Минуту спустя он уходит, хозяин приходит принять наш заказ и рассказывает об этом бале; фрау желают туда пойти, и, перекусив, мы отправляемся туда и видим много народа; не зная никого, мы прогуливаемся туда-сюда вполне непринужденно.

Мы заходим в комнату и видим там большой стол, окруженный знатью, понтирующей в фараон; талию держит князь, и в банке, как нам показалось, тридцать-сорок тысяч флоринов в соверенах и дукатах. Наш шевалье находится там, в компании двух дам, которым он отпускает любезности, пока монсеньор мешает карты. Он дает снять и смотрит на француза, предлагая ему взять тоже карту.

– Охотно, месье, с этой картой я иду на банк.

– Ва-банк, говорит епископ величественно, делая вид, что не боится; и вот, слева ложится его карта, и шевалье спокойно забирает все золото. Епископ удивленно говорит гасконцу:

– Если бы ваша карта была бита, месье, как бы вы заплатили?

– Это не ваше дело, месье.

– Месье, вы больше счастливы, чем умны.

Талвис уходит с золотом в кармане.

Эта удивительная авантюра служит темой множества дискуссий, но все сходятся во мнении, что этот иностранец, должно быть, сумасшедший или отчаявшийся, и что епископ глупец.

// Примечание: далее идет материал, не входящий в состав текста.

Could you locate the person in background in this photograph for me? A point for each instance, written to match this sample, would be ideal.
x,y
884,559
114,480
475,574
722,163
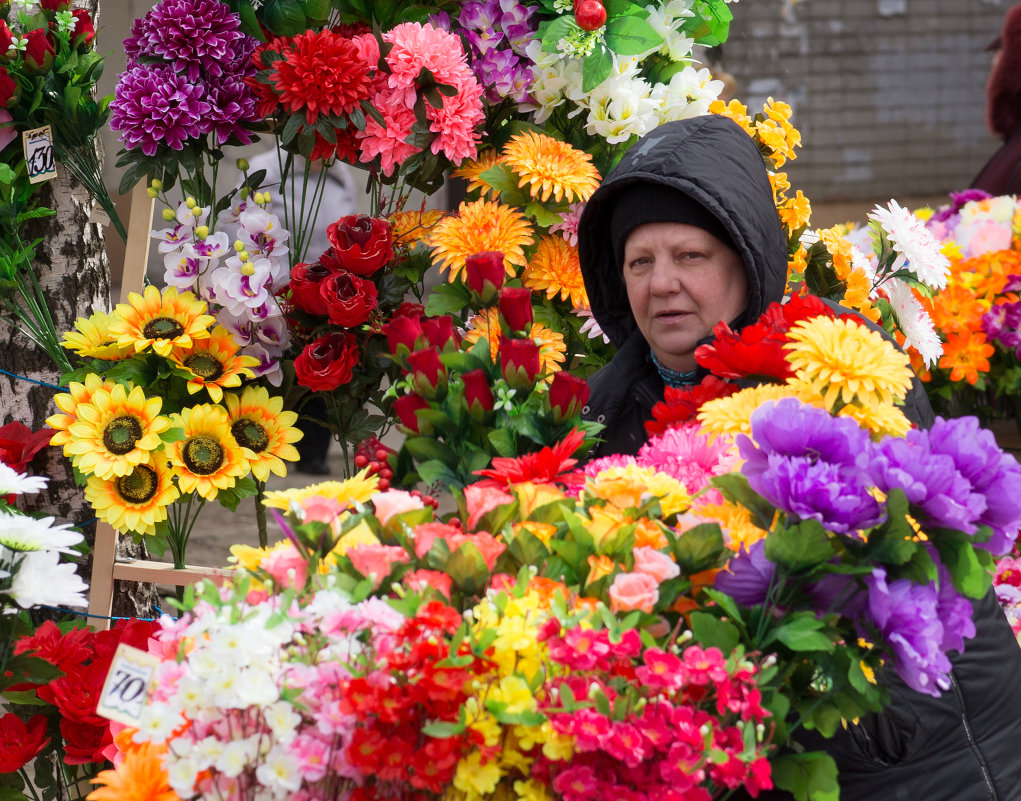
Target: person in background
x,y
1002,173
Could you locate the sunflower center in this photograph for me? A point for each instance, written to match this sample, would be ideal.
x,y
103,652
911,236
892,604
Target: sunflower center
x,y
203,455
120,435
139,486
205,366
250,435
162,329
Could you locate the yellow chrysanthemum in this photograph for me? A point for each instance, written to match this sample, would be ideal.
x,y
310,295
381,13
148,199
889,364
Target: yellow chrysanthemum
x,y
115,431
732,414
472,172
478,228
214,362
554,268
263,430
358,489
135,502
93,339
162,320
79,395
548,166
843,360
208,458
409,228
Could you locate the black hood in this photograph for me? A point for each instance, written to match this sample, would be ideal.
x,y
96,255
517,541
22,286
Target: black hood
x,y
713,160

Полчаса спустя мы возвращаемся в гостиницу, спрашиваем о победителе, и нам отвечают, что он пошел спать. Я говорю Вайсу, что мы должны воспользоваться этим событием и одолжить некоторую сумму. Мы заходим в его комнату рано утром, я поздравляю его и спрашиваю, не может ли он одолжить мне сотню дукатов.

– От всего сердца.

– Я верну их вам в Вене. Желаете ли расписку?

– Никаких расписок.

Он отсчитывает мне сотню «кремницев» (дукатов) и через четверть часа уезжает почтовой каретой в Вену. Всю его поклажу составляет спальный мешок, редингот и пара ботинок. Я честно делю сотню на нас четверых, и назавтра мы возвращаемся в Вену. Эта история оказывается у всех на устах, но никто не знает, что мы получили эти дукаты, ни что победитель – шевалье де Тальвис. Кроме нас, никто в Вене, вплоть до настоящего времени, не может догадаться, кто этот человек. У посла Франции об этом не имеют понятия. Не знаю, выяснилось ли что-нибудь об этом впоследствии. Я выехал дилижансом и на четвертый день был в Триесте, откуда отплыл в Венецию. Я прибыл туда за два дня до Вознесения 1753 года.